Wake up, people: the United States is fast becoming the de facto Fourth Reich. Until we recognize the extent to which we have been betrayed (and the resultant magnitude of our powerlessness), hope is not “audacity” but imbecility.
Sorry for the double post; I thought #27 was lost in the registration process, posted it again as a (slightly revised) #28, and have asked the moderators to please remove #27.
@30, Whatever. Well, you may be named Richard but you’re still being a dick. Though, you’re a regular Tim Leary with your brilliant posting of links–inspiring cognition as if I need help (fuck you). You probably claim to have a high IQ although I am now assured that your EQ is terribly lacking.
Perhaps he should invest in a urinary catheter.
@Dirac #6 A legal fund doesn’t help much when your opponent is harassing you extralegally.
#1 Manning, if proved to have been the leak, should be in prison for the rest of his life.
Relatedly, now in Wired: Prosecutors Defend Probe of WikiLeaks-Re…
I just wrote the senator: http://www.congress.org/congressorg/bio/…

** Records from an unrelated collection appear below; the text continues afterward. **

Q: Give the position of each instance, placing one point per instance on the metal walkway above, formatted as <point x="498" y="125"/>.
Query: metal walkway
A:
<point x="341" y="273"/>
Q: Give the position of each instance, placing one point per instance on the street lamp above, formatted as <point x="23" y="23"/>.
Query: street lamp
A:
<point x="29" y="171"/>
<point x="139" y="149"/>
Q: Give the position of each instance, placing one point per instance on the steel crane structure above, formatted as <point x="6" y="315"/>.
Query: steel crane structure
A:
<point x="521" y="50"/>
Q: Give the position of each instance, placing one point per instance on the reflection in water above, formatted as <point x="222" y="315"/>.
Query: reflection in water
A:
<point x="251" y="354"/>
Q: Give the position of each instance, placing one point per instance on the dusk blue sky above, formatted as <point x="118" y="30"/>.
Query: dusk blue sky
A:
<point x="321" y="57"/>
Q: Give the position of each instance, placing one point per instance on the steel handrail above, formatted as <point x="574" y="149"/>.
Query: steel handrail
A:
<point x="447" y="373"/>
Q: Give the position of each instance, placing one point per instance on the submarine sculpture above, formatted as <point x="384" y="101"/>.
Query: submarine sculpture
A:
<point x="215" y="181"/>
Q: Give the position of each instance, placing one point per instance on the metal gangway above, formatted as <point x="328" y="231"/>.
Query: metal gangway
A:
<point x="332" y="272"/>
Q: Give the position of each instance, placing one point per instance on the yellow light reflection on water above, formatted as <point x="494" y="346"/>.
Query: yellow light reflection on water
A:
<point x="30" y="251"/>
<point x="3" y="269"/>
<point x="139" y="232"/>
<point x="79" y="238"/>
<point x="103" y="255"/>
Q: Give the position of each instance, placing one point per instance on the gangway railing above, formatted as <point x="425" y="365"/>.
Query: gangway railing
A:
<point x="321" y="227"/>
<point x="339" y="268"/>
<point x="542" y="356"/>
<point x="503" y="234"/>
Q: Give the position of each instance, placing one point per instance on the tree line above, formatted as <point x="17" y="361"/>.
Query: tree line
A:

What Jacob Applebaum is being subjected to is not only a waste of his time, but to the enforcement of our security as well.
Why detain or harass him?
If he has broken a law, then charge him with that.
If not, he should retain their rights and freedom, and not be penalized by the way he chooses to live his life.
If you believe WikiLeaks is a Terrorist Organization – then charge them with that.
Are we not innocent until proven guilty? Jacob is not being treated as such.
It is because of situations like these that the citizens of the United States learn to trust our leaders, and the supposed enforcers of our security even less.
Appelbaum, Manning, and all these guys are heroes for doing the right thing and openly sharing information. i have all the respect for your courage.
This will all stop if he stops crossing the border. They can detain him all they want each time he crosses. You can have all the rights and freedoms in the US if you don’t travel to foreign lands…he needs to stay home or move to Canada!
Since we will all sooner or later face prolonged interrogation, I suggest that after two requests to use the restroom are denied, peeing in a corner is an acceptable alternative.
Do the Marines still have Pfc Manning?Why does another branch of the Korporate Armed Forces keeping watch on a soldier?I take it the UCMJ trumps habeas corpus?Has anybody contacted the International Criminal Court?The so-called International Court of Justice?
>Has anybody contacted the International Criminal Court?
It would be useless. USA do not recognize its authority. Like it does with many other international organisations and treaties, together with countries like China and Korea.
After all, if a country is perfect it does not need to recognize such organizations.
Hitler’s Germany did the same with the Society of Nations.